What is notable about the Windrush saga is not that a nationality status from the 1950s should have survived undisturbed until the early 21st century but that we are witnessing the collision of data eras. The physical Windrush landing cards turned out to be crucial because they had never been transposed to digital media. Once they were binned, they were lost to history (though I won't be at all surprised if they actually turn up one day). Had they been digitised, the affected individuals could at least have proved when they arrived in the UK, though this wouldn't have been enough to satisfy the Home Office's demand for proof of continuous residence. In practice, the authorities have asked for a year-on-year history of financial transactions, including payslips, bank statements and housing records (e.g. mortgage payments or rentbooks). Outside of years in education, verifiable transactions with the state, such as National Insurance and pension contributions, aren't considered adequate evidence, which shows that this is about more than bureaucratic conformance. What you are being asked to prove is that you were fully integrated into the market, not society.

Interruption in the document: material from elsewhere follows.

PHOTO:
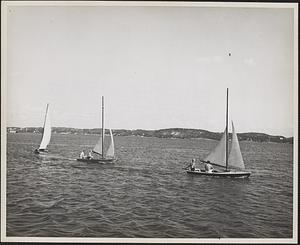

Some people have noted that the "hostile environment" depends on an informational asymmetry between the individual and the state. Few of us retain more than a minimum of our historical records: a birth certificate, maybe an expired passport, possibly an NHS card. If you want to know your National Insurance number, you probably check a recent payslip. If challenged to prove permanent residence in the UK since birth, most natives would struggle. In contrast, the state holds a lot of data on us and while its ability to connect this across multiple agencies and databases is notoriously poor it has the potential to construct an extensive (if not necessarily always accurate) picture of our lives. In asking for a history of market transactions, the Home Office is adopting a standard of proof that is more appropriate to contemporary data norms: you may not have kept all your old paper bank statements but you can now access all your digital copies online. The issue is that this "life evidence" is increasingly under the control of corporations rather than bureaucracies. If we had invented smartphones with geolocation in the 1940s, proving permanent residence in the UK might have been easier for the Windrush generation.

Predictably, the authoritarian centre (David Goodhart, Tom Harris et al) has been using the Windrush case to advance the idea of national identity cards once more. An ID system, so the thinking goes, would have allowed the Windrush generation to be properly naturalised and illegal immigrants to be rounded up and deported with the minimum of fuss. The suggestion that ID cards would have been a clean and efficient system that would have avoided the creation of the current cack-handed "hostile environment" is disingenuous. It would actually have created an underclass of native-born sans papiers, with an obvious class and race bias, that it would have been difficult to separate from the actual "illegals" (of course, a failure to register for an ID card would itself become illegal). The irrelevance of the suggestion arises not from its impracticality but its cleaving to an old-fashioned approach - "Papers, please!" - at a time when technology is delivering a multi-faceted profile based on market participation and distinguished by private sector management. For all the talk about Home Office incompetence and cruelty, what the Windrush scandal shows is that we are moving rapidly away from the era of paper-driven bureaucracies to one of data-driven markets.